Question

Question 10 4 pts Which of the following explanations best explains, from first principles, the fact that boron has a lower first ionization energy than beryllium? 0 Beryllium has more core electrons than boron. 0 Boron is more boring and hence it will be easier to remove the bored electrons from the shell. Electrons are more closely bound in beryllium because God invented the Octet Rule, such that beryllium is closer to an octet than boron. 0 In beryllium, an unpaired electron must be removed whereas in boron a paired electron will be removed. 0 In beryllium, an electron is removed from the 2s orbital, which is closer (and hence has a lower energy) than in boron, whereas electrons are removed from the 2p orbital.

Answer 1

Let's first write the elctronic configuration of Beryllium and Boron

Beryllium: 1s² 2s²

Boron :1s² 2s² 2p¹

Now, looking at general periodic trends it says that  boron should have a higher ionization energy than beryllium

BUT, since Beryllium has two electrons in its outermost orbital which is 2s orbital.

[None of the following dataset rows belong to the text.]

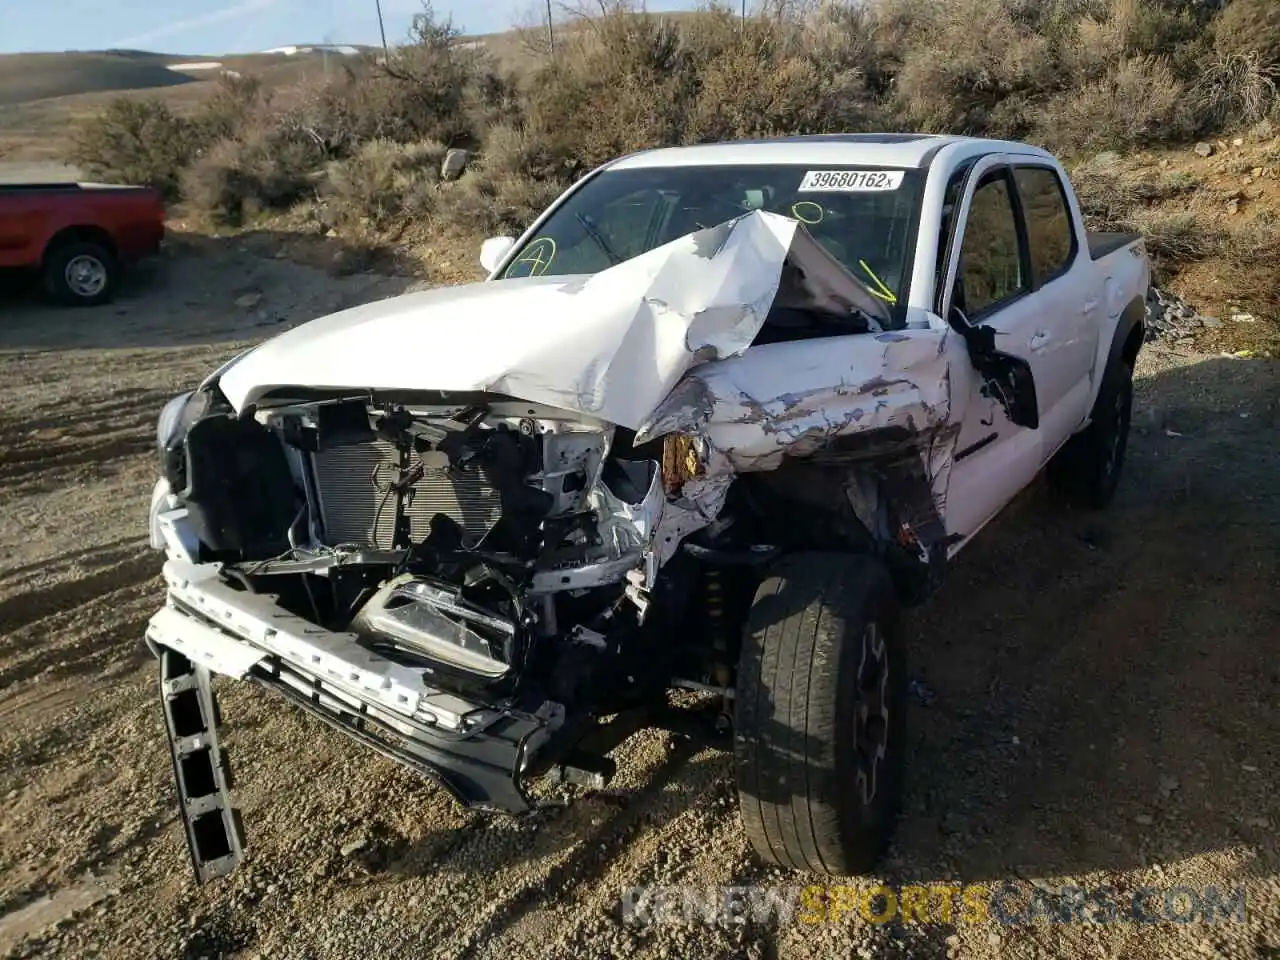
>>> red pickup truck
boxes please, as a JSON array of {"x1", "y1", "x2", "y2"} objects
[{"x1": 0, "y1": 182, "x2": 165, "y2": 306}]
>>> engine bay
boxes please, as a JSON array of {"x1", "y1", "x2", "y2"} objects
[{"x1": 167, "y1": 394, "x2": 703, "y2": 702}]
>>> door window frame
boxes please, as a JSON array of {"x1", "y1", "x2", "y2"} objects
[{"x1": 937, "y1": 160, "x2": 1034, "y2": 326}]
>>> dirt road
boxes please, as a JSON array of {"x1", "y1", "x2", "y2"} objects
[
  {"x1": 0, "y1": 236, "x2": 1277, "y2": 960},
  {"x1": 0, "y1": 161, "x2": 80, "y2": 183}
]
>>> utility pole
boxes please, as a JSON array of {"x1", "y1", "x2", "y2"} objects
[
  {"x1": 545, "y1": 0, "x2": 555, "y2": 56},
  {"x1": 374, "y1": 0, "x2": 390, "y2": 62}
]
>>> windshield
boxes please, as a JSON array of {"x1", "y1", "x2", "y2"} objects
[{"x1": 500, "y1": 164, "x2": 925, "y2": 323}]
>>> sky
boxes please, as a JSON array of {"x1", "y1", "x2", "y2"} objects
[{"x1": 0, "y1": 0, "x2": 706, "y2": 55}]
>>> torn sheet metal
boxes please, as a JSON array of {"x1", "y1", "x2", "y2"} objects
[
  {"x1": 636, "y1": 329, "x2": 955, "y2": 473},
  {"x1": 217, "y1": 211, "x2": 890, "y2": 428}
]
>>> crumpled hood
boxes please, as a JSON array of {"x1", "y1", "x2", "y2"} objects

The electrons in the 2s orbital are already paired and hence it is quite a stable configuration for the beryllium atom. Hence the first ionization enthalpy of beryllium is higher than that for boron. Also, we can say that Boron's valence electron (2p¹) is shielded by the 2s electrons, less energy is required to remove the the 2p electron(s) from a boron atom than is requried to remove the 2s electron from a beryllium atom.

Hence, option (5) would be the best explaination for the quesition.